Animality: Animal imagery, characterization, and the articulation of difference in Victor Yankah’s dear blood
DOI:
https://doi.org/10.47963/asmka.v11i2.1617Keywords:
animality, animal imagery, characterization, Dear Blood, domestication, wildAbstract
Drawing on the literature on animality, this paper examines animal imagery or animality as a strategy of characterization and the articulation of difference in Victor Yankah‘s Dear Blood (2014). Specifically, the paper focuses on metaphors and similes that are embedded in proverbs as locations of animal imagery. It argues that animal imagery or animality is integral to how Yankah frames characterization, agency, voice, and the quest for an inclusive postcolonial society. Through the use of animal imagery or animality, Yankah recreates Sophocles‘ Ismene and Antigone within a Ghanaian sociocultural context as Panyin and Kakra.

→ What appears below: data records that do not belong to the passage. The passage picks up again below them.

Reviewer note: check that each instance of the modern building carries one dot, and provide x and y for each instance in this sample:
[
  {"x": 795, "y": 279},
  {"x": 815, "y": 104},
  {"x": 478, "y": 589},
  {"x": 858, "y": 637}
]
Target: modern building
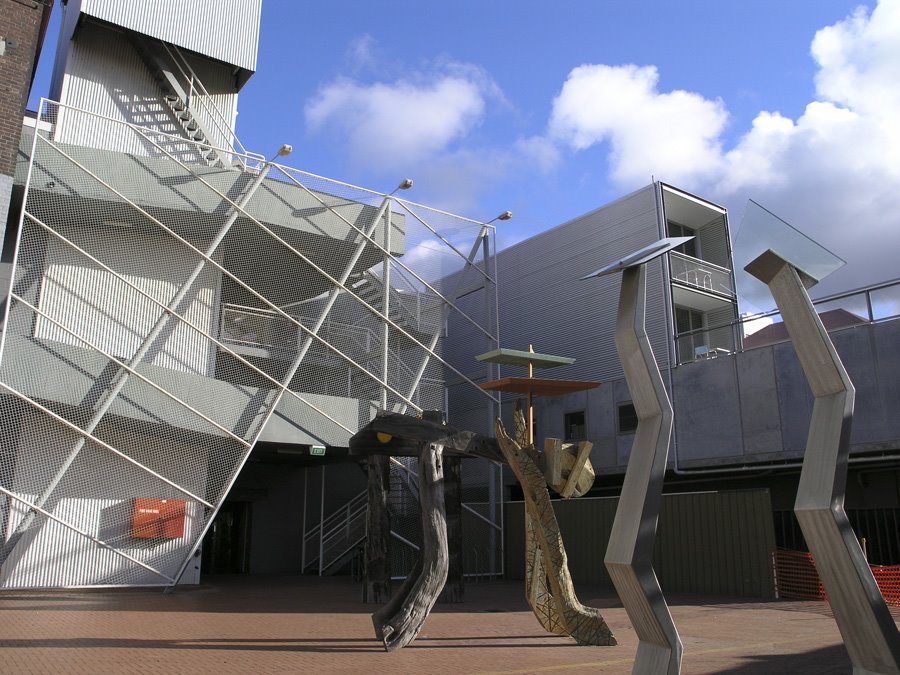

Seen from this vantage point, Dear Blood emerges as not just an adaptation, but a play with its own thoughts and modes of becoming. Overall, the paper seeks to answer two key questions: what is the dominant imagery in Yankah‘s Dear Blood? What are the ethico-aesthetic entailments of this imagery? The paper shows that animal imageries of domestication and the wild constitute the dominant means by which Yankah frames not only the different approaches of Penyin and Kakra to power, but more importantly, the possibility of woman‘s voice in the public space.